The special care baby unit (SCBU) at the Royal Free Hospital offers a full range of newborn screening tests to make sure the babies on our unit are fit and healthy.
Newborn blood spot screening
Newborn blood spot screening is offered to all babies born in the UK to help identify rare but potentially serious conditions. Most babies screened will not have any condition but, for the small numbers who do, the benefits of blood spot screening are enormous.
How is the blood spot collected?
On the day of admission to the SCBU, on day five and at a corrected age of thirty six weeks, the nurse or doctor will prick your baby’s heel using a special device to collect some drops of blood (the blood spot) onto a card. The card is sent to a laboratory for analysis.
Screening for retinopathy of prematurity
Retinopathy of prematurity is an eye condition that affects the blood vessels of the retina. It can occur in very premature babies or those with a very low birth weight. The condition is usually very mild and settles on its own without the need for any treatment.

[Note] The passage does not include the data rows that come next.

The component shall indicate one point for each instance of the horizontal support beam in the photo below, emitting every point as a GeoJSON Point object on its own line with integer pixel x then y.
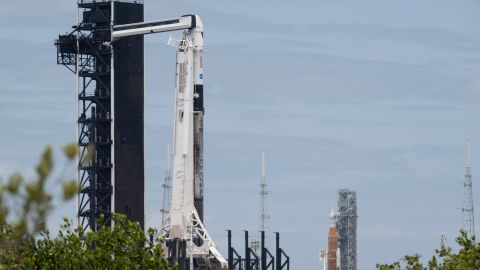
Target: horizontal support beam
{"type": "Point", "coordinates": [135, 29]}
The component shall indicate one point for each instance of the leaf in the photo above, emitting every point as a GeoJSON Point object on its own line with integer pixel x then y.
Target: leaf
{"type": "Point", "coordinates": [44, 168]}
{"type": "Point", "coordinates": [71, 151]}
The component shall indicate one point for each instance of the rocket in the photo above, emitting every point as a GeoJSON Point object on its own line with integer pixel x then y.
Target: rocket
{"type": "Point", "coordinates": [332, 249]}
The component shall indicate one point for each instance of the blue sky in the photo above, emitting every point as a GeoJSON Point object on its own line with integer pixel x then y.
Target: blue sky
{"type": "Point", "coordinates": [375, 96]}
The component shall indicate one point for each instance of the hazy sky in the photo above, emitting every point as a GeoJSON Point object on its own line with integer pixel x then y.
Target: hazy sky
{"type": "Point", "coordinates": [375, 96]}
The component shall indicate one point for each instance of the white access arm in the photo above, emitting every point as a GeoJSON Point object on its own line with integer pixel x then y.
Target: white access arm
{"type": "Point", "coordinates": [143, 28]}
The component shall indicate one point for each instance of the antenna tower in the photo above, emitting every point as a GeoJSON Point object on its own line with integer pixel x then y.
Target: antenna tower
{"type": "Point", "coordinates": [468, 219]}
{"type": "Point", "coordinates": [255, 243]}
{"type": "Point", "coordinates": [167, 187]}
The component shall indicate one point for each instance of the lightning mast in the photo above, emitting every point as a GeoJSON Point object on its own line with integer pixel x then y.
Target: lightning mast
{"type": "Point", "coordinates": [263, 224]}
{"type": "Point", "coordinates": [467, 210]}
{"type": "Point", "coordinates": [263, 196]}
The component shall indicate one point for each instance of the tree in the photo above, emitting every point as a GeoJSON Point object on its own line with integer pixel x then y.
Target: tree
{"type": "Point", "coordinates": [467, 258]}
{"type": "Point", "coordinates": [25, 243]}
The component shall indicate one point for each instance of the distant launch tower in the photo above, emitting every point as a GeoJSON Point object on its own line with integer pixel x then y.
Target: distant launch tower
{"type": "Point", "coordinates": [346, 225]}
{"type": "Point", "coordinates": [468, 220]}
{"type": "Point", "coordinates": [263, 224]}
{"type": "Point", "coordinates": [332, 243]}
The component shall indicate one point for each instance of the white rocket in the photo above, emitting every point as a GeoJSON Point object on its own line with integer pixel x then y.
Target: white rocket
{"type": "Point", "coordinates": [185, 218]}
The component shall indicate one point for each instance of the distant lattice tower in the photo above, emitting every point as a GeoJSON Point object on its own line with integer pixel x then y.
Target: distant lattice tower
{"type": "Point", "coordinates": [346, 224]}
{"type": "Point", "coordinates": [264, 217]}
{"type": "Point", "coordinates": [468, 220]}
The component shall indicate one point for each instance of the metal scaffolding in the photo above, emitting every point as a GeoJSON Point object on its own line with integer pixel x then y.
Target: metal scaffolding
{"type": "Point", "coordinates": [346, 226]}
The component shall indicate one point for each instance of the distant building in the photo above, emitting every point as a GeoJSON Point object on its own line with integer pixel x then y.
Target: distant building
{"type": "Point", "coordinates": [346, 226]}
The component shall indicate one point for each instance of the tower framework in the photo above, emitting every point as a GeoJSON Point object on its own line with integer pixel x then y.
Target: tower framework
{"type": "Point", "coordinates": [109, 75]}
{"type": "Point", "coordinates": [346, 225]}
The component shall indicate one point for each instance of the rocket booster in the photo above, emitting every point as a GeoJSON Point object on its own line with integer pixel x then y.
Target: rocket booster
{"type": "Point", "coordinates": [198, 113]}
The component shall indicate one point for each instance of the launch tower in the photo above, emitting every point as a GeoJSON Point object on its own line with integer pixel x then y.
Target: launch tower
{"type": "Point", "coordinates": [110, 91]}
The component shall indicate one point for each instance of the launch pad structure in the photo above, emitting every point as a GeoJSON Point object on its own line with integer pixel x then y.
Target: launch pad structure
{"type": "Point", "coordinates": [105, 51]}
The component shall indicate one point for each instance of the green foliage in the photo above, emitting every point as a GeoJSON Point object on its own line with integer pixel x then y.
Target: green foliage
{"type": "Point", "coordinates": [467, 258]}
{"type": "Point", "coordinates": [25, 243]}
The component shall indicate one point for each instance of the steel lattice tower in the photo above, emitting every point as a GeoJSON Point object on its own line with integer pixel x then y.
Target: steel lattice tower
{"type": "Point", "coordinates": [109, 75]}
{"type": "Point", "coordinates": [347, 229]}
{"type": "Point", "coordinates": [468, 220]}
{"type": "Point", "coordinates": [167, 187]}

If your baby requires screening for retinopathy of prematurity, the first examination will be carried out between four to six weeks of age by a specialist eye doctor, called an ophthalmologist.
Baby brain development scans
Premature babies (those born at less than 32 weeks) are at an increased risk of bleeding in the brain. Ultrasound scans of the head may be performed to look at the structure of the brain and to see if there is any bleeding or other problems with the baby’s brain development.
The results of these scans will be explained to you by the medical team looking after your baby.